Liam willed his wife to appear. Come on, come on. His jaw tightened. Rory wouldn’t stand him up, would she? Heaven knew she was as opposed to all the pomp and ceremony as he was, but she’d agreed to this spectacle and they were already married.
She’ll be here. Have a little faith. She won’t run out on you. What would be the point? This is just some wedding-day glitch. It happens all the time. The delay’s probably because of Aaron. Between dope smoking, video games, and the occasional part-time job that invariably fizzled within the month, Rory’s stepbrother wasn’t exactly a rock of responsibility.
Frowning, Liam pulled on the edge of his sleeve and noted the time. Not quite ten minutes had passed since Rory was supposed to have started her short walk from the arbor. Aaron was probably late to pick her up. As usual.
Just hold on. You and Rory will laugh about this later . . .
The minutes ticked by. Liam shifted his ga
ze from the decorated arch to the guests seated in two groupings of white chairs on either side of the pink rose-petal path. To his right, visible through a break in the hedge, were the gray-green waters of Lake Washington far below the cliff’s edge. Though rain was pending, it was a beautiful evening. It should be a moment to remember . . .
The sea of expectant faces swam before his vision and he settled his gaze on his father, who was tense and looked almost angry. He could tell Geoff was beginning to wonder if the no-good, no-class, no-nothing girl Liam had brought home was about to stand him up. Unheard of! No one deliberately let down a Bastian.
Liam inwardly sighed. His father was a domineering patriarch and had been all his life. Stella leaned in and said something to Geoff and he brushed her off. Liam could tell he was getting antsy. The last thing he needed was for his father to make a scene.
Where was Rory? She knew what Liam’s family thought of her, but she’d been stalwart in her decision to marry him. Maybe “stalwart” was too strong a word. More like she was as eager as he was to get past this hurdle, start their life together and damn the consequences.
Except she wasn’t here.
The niggling worry dug farther into his brain and he felt himself start to sweat. Rory had not invited Everett Stemple—nor Harold Stemple, Rory’s stepfather, who couldn’t make the wedding for obvious reasons—but Everett hadn’t taken the snub well. You’ll be sorry, he’d told Rory in front of Liam, though Liam had thought it was petty anger at the time, not a serious threat. Could Everett be involved in this delay somehow? Maybe he’d coerced Aaron into some half-baked plan to stop the event, just to be an asshole. That would be just like him.

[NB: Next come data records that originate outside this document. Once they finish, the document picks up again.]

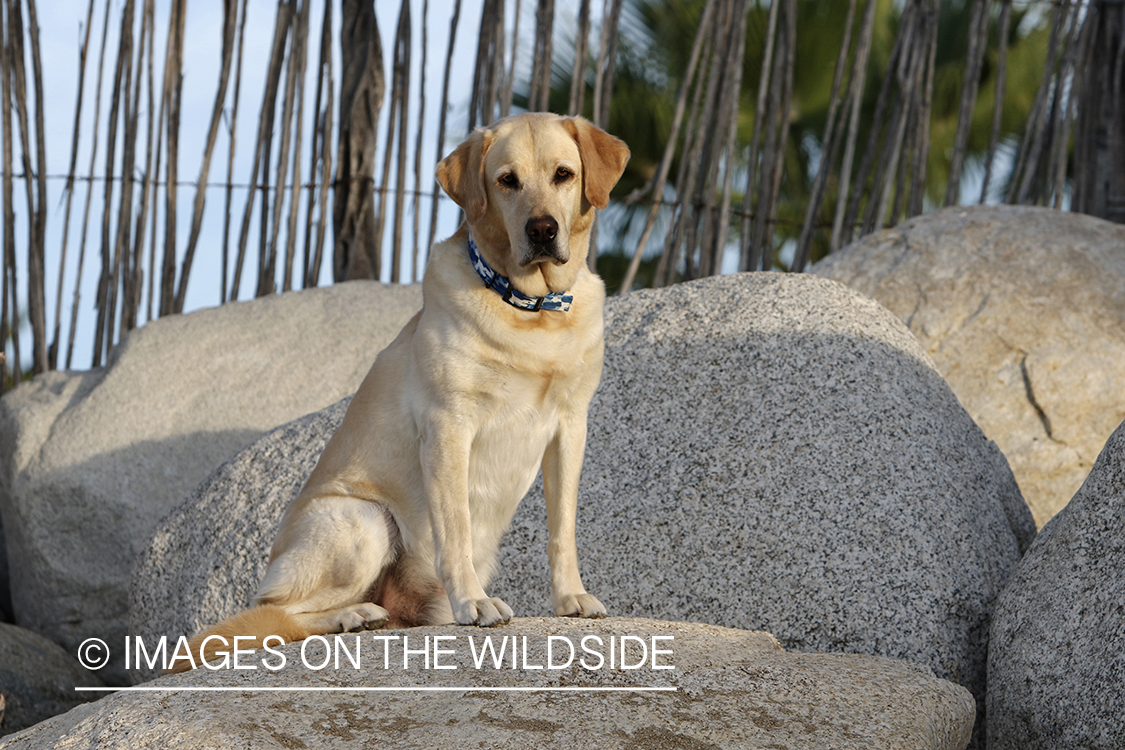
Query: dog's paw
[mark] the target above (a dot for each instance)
(362, 616)
(485, 613)
(579, 605)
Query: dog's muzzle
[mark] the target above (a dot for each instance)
(542, 232)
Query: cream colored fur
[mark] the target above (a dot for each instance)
(401, 521)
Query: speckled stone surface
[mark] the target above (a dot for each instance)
(1056, 663)
(765, 451)
(1023, 309)
(90, 461)
(37, 679)
(732, 689)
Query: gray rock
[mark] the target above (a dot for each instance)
(1023, 310)
(1056, 663)
(765, 451)
(37, 679)
(732, 689)
(91, 461)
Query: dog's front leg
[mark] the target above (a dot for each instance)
(446, 446)
(561, 469)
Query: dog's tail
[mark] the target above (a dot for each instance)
(252, 627)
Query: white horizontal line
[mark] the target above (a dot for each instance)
(227, 688)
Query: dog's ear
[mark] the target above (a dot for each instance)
(461, 174)
(603, 159)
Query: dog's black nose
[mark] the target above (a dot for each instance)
(542, 229)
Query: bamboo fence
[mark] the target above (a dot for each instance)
(711, 195)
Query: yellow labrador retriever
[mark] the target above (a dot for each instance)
(401, 521)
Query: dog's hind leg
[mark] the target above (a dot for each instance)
(336, 549)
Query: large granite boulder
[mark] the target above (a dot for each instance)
(37, 679)
(1056, 662)
(92, 460)
(1023, 310)
(728, 688)
(765, 451)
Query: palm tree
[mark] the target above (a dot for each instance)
(654, 55)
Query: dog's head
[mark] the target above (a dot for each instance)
(529, 184)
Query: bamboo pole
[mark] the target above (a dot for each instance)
(230, 20)
(324, 133)
(83, 47)
(357, 250)
(662, 175)
(259, 172)
(505, 92)
(9, 322)
(978, 43)
(89, 193)
(415, 272)
(578, 72)
(402, 92)
(827, 156)
(232, 129)
(1001, 77)
(34, 174)
(539, 98)
(855, 96)
(441, 118)
(269, 220)
(267, 272)
(748, 262)
(290, 252)
(147, 34)
(123, 246)
(107, 278)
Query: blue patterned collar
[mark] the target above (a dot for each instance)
(558, 301)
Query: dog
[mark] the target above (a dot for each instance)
(401, 521)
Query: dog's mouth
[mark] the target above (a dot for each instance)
(543, 253)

His mother was staring at him. He could read the set of her jaw, the burn of her gaze. She’d called the Stemples “the underbelly of society,” and she didn’t really differentiate Rory from her stepfamily. Stella was wrong about Rory, but she wasn’t wrong about Harold Stemple. A year and a half earlier Harold had mounted a home invasion on a wealthy Seattle family, trying to steal their jewels, not realizing they were the kind of people who owned stocks and bonds and very little in the way of items that could be pawned. Harold tied them up and then took the husband to an ATM, where he got about three hundred dollars and his picture on the ATM camera. There was talk that Everett was involved, too, but nothing was ever proved. It was a mystery why Darlene stayed married to the man, but Rory had embarrassedly admitted that her mother felt she was somewhat psychic and believed the powers of the universe wanted her to stay in the union.